Means plot and Tukey–Kramer HSD confidence intervals of proposed approach and other approaches

Conclusion

To increase the rate of survival of breast cancer patients, early detection and treatment are very important. However, early detection depends on a rapid and highly accurate diagnostic tool. Following the rapid development of ultrasound technology in recent years, ultrasound has become one of the major imaging modalities for diagnosing breast tumors. Although the accuracy of the ultrasound diagnostic method is controversial owing to the overlap between benignancy and malignancy in ultrasound images, it is becoming increasingly popular today because of its safety, convenience, and low cost.

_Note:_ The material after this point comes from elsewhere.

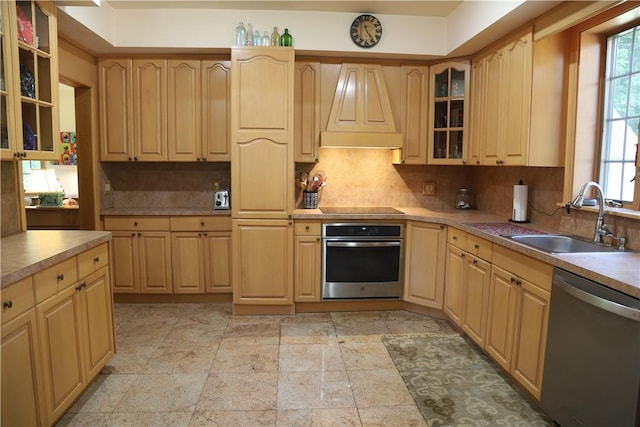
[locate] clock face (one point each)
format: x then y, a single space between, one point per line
366 31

In this study, textural and morphological features of images of breast tumors were used with SVM to distinguish benign tumors from malignant ones. Initially, breast tumors were classified using all 30 features of the images of the tumors. However, some features may be unnecessary for the classification process, increasing feature extraction time and even reducing classification accuracy. Therefore, feature selection is an important step in maximizing classification accuracy and reducing computational complexity.

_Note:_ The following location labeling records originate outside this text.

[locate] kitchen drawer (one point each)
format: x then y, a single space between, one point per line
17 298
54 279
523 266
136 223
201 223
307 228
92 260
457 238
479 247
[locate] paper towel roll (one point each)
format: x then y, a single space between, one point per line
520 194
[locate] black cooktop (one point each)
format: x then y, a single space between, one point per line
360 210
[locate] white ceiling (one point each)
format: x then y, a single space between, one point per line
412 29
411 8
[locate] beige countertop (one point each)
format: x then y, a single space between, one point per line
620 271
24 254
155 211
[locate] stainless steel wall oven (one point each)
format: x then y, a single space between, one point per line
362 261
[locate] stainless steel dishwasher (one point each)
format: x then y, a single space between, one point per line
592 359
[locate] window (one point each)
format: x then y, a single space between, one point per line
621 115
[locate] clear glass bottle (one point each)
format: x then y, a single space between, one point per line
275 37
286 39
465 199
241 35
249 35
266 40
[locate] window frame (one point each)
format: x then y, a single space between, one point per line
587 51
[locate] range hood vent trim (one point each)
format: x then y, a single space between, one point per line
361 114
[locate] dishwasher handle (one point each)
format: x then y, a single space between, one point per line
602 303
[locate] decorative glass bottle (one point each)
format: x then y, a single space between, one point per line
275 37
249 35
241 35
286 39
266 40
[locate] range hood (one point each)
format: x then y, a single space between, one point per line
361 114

The tuning of the parameters of an SVM is critical to increasing the accuracy of the proposed method. In many investigations, the grid search process has been used to find the good parameters of an SVM. However, the approach is time-consuming and may not find favorable results. Accordingly, to increase the accuracy of the proposed CAD system, an AIS algorithm was used herein to find the good parameters in the SVM and the significant features of the images of breast tumors.

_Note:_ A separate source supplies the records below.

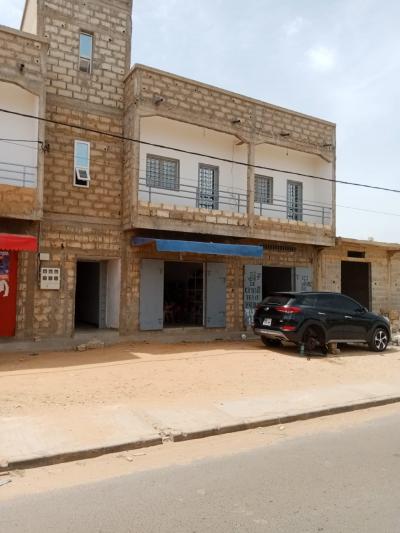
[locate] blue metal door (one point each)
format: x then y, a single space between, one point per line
216 295
151 314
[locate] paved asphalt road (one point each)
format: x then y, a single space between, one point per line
342 481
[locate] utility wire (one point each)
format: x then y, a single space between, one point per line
198 154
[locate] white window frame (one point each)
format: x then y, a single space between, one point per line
83 58
80 167
156 182
269 180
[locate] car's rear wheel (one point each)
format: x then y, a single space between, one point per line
379 340
314 340
271 343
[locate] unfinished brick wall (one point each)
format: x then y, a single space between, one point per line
110 23
66 243
198 103
23 63
102 199
18 48
302 255
385 270
217 222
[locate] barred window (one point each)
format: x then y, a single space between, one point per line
162 173
85 52
263 189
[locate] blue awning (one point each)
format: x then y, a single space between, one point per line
194 247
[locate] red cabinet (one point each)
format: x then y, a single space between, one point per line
8 292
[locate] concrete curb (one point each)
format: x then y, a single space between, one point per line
89 453
34 462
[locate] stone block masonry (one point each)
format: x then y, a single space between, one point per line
197 103
66 243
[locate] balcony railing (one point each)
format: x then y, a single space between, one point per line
17 175
235 201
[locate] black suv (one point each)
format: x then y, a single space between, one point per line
316 319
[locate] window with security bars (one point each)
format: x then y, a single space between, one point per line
295 200
85 52
162 173
263 189
82 164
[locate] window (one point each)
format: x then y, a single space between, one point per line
207 192
85 52
82 164
263 189
295 200
162 173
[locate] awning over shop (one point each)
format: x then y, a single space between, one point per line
23 243
194 247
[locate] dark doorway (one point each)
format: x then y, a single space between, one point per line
87 295
276 279
183 294
356 281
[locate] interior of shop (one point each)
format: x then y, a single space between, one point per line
276 279
183 294
356 281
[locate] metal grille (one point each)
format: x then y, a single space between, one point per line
162 173
263 193
208 187
295 200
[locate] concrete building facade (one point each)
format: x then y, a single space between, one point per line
157 202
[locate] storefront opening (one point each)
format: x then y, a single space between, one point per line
183 294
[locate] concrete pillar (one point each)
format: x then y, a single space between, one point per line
250 182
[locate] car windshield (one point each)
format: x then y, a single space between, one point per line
277 299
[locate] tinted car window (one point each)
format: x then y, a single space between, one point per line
328 301
306 300
347 304
278 299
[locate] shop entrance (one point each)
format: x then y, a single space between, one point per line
8 293
356 281
183 294
97 294
276 279
87 295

In this study, eight significant features and near-optimal parameters of the SVM are found by using the AIS process to classify breast tumors in ultrasound images. From the experimental results, the accuracy, sensitivity, specificity, PPV, and NPV of the proposed CAD system are 96.67, 96.67, 96.67, 95.60, and 97.48 %, respectively. The ROC area index, A_z, is 0.9827. The high sensitivity of the proposed CAD system results in its high probability of detecting malignant tumors. Moreover, the high PPV and NPV reveal that the CAD system can reduce the number of biopsies required to identify benign lesions. Restated, the proposed CAD system is an accurate diagnostic tool for identifying breast tumors. It can provide information that helps physicians prevent misdiagnosis. Although the AISSVM approach increased the capability of the proposed CAD system to distinguish between benign and malignant breast lesions, some lesions still have similar characteristics that cause the CAD system to fail. In the future, we may combine other kinds of features to decrease the FNs and FPs.